Simpson taken to Indian Springs


O.J. Simpson was transferred Monday to a Nevada state prison to begin serving nine to 33 years for his felony convictions in a gunpoint confrontation with two sports memorabilia dealers, a state corrections official said.

Simpson, 61, arrived in custody without incident at High Desert State Prison in Indian Springs, Department of Corrections spokeswoman Suzanne Pardee said.

The all-male medium security prison, about 45 miles northwest of Las Vegas, has 3,000 beds and serves as the intake center for all new Southern Nevada prison inmates.

"It went as expected," said Simpson lawyer Yale Galanter, who said he knew Simpson had been scheduled to be moved sometime this week from the Clark County jail.

Simpson trial co-defendant Clarence "C.J." Stewart remained Monday at the Clark County Detention Center, jail records showed.

Stewart, 54, received 71/2 to 27 years when he and Simpson were sentenced Friday on 10 charges by Judge Jackie Glass in Las Vegas.

A Clark County District Court jury found the two men guilty Oct. 3 of 12 charges, including kidnapping, armed robbery, assault with a deadly weapon, burglary and conspiracy in the Sept. 13, 2007 episode.

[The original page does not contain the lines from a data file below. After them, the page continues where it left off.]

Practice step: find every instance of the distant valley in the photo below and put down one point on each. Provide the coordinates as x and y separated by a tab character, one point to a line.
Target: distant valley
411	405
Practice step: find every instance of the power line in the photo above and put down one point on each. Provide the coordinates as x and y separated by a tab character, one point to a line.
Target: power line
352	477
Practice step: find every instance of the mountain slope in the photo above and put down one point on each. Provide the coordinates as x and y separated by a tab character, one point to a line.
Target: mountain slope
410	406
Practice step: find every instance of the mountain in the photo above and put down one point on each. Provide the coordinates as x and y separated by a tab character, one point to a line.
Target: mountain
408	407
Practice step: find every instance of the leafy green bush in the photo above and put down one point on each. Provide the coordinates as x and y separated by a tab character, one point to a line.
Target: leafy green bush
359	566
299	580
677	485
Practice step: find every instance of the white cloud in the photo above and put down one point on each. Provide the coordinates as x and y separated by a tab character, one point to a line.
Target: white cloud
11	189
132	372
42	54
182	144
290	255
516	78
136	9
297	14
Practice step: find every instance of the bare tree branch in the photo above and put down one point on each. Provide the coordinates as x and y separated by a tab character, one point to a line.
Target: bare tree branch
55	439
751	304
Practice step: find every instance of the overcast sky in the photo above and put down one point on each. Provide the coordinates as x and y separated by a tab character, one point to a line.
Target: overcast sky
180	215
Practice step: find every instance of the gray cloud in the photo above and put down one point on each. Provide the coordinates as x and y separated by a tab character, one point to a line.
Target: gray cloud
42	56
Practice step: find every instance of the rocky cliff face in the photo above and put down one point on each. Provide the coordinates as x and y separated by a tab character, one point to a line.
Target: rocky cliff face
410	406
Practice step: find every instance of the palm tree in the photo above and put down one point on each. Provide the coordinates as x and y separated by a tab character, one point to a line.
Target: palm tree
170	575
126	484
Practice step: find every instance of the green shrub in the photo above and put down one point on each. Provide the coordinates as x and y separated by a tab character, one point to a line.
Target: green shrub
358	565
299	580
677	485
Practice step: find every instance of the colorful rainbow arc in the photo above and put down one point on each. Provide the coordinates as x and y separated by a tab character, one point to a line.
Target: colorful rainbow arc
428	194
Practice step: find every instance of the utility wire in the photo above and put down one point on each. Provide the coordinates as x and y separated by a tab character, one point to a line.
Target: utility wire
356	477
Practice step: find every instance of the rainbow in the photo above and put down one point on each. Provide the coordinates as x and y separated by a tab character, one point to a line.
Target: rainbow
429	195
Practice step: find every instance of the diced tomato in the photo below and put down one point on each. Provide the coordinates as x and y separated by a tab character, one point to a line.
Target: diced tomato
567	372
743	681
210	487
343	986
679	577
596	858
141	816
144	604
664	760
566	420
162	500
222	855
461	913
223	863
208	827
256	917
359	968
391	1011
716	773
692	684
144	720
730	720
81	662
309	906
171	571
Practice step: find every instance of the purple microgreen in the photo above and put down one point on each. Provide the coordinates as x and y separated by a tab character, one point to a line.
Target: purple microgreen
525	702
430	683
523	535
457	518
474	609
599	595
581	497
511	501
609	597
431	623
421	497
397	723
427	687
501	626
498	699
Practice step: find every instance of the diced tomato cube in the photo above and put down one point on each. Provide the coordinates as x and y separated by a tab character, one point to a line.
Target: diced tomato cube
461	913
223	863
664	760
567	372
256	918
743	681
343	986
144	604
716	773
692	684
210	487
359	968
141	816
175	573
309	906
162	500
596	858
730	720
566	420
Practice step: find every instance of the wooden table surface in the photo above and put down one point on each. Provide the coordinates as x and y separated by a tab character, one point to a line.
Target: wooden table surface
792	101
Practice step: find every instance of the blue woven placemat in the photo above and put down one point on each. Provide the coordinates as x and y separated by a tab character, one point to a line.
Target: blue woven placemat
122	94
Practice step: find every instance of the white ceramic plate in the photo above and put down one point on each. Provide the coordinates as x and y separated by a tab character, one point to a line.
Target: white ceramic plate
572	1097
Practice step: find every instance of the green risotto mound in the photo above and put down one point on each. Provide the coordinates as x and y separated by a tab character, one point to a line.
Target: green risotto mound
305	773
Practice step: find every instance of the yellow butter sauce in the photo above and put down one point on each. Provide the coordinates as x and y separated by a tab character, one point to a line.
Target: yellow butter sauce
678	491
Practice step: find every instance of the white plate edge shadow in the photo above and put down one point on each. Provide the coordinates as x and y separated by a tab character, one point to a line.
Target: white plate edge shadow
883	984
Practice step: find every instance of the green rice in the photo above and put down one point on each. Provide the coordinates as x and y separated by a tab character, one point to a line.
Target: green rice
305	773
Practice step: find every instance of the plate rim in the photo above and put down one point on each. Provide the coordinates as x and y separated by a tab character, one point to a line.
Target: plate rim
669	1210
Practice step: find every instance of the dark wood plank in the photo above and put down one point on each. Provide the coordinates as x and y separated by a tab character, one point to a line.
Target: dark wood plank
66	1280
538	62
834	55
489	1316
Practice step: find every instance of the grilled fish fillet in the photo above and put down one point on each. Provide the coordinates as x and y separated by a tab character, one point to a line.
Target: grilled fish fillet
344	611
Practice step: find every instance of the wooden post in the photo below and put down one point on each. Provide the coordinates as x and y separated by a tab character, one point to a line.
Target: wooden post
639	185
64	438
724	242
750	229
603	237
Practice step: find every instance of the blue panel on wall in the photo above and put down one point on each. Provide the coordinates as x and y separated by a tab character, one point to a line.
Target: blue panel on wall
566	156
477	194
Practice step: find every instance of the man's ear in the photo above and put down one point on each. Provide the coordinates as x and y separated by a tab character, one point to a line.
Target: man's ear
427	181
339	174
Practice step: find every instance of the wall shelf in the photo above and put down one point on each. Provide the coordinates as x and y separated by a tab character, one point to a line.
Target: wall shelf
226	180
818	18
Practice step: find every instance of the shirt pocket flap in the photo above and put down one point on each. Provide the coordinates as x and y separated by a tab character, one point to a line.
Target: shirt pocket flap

The judge dismissed two felony coercion charges at sentencing.

Simpson, Stewart and four former co-defendants were accused of robbing two memorabilia dealers at gunpoint in a cramped room at the Palace Station casino hotel.

Simpson insisted he only wanted to retrieve items that he said had been stolen from him in the years after he was acquitted of murder in the 1994 slayings of his ex-wife, Nicole Brown Simpson, and her friend, Ronald Goldman in Los Angeles.

The four co-defendants -- Michael McClinton, Walter Alexander, Charles Cashmore and Charles Ehrlich -- face sentencing this morning before Glass.

Each pleaded guilty to reduced felony charges and testified against Simpson and Stewart in return for a chance at probation instead of prison.

McClinton faces up to 11 years for robbery and conspiracy to commit robbery. Alexander faces up to six years for conspiracy to commit robbery, but received a promise that prosecutors would argue for a suspended sentence. Ehrlich faces up to five years for attempted burglary and attempted accessory to robbery. Cashmore faces up to five years for accessory to robbery.

State prisons chief Howard Skolnik has said Simpson and Stewart would spend their first 21 days in prison undergoing intake evaluations before they are assigned to a prison to serve their sentences.

For those three weeks, the daily routine is mostly boredom, Skolnik said. Inmates are allowed five hours a day outside their cells, and no mail or parcel deliveries. Only their lawyers may visit.

At the Clark County jail, Simpson made friends with other inmates and used money in his commissary account to buy them snacks, Simpson lawyer Gabriel Grasso said.

In a recent interview, Stewart said he had been mentoring younger county jail inmates.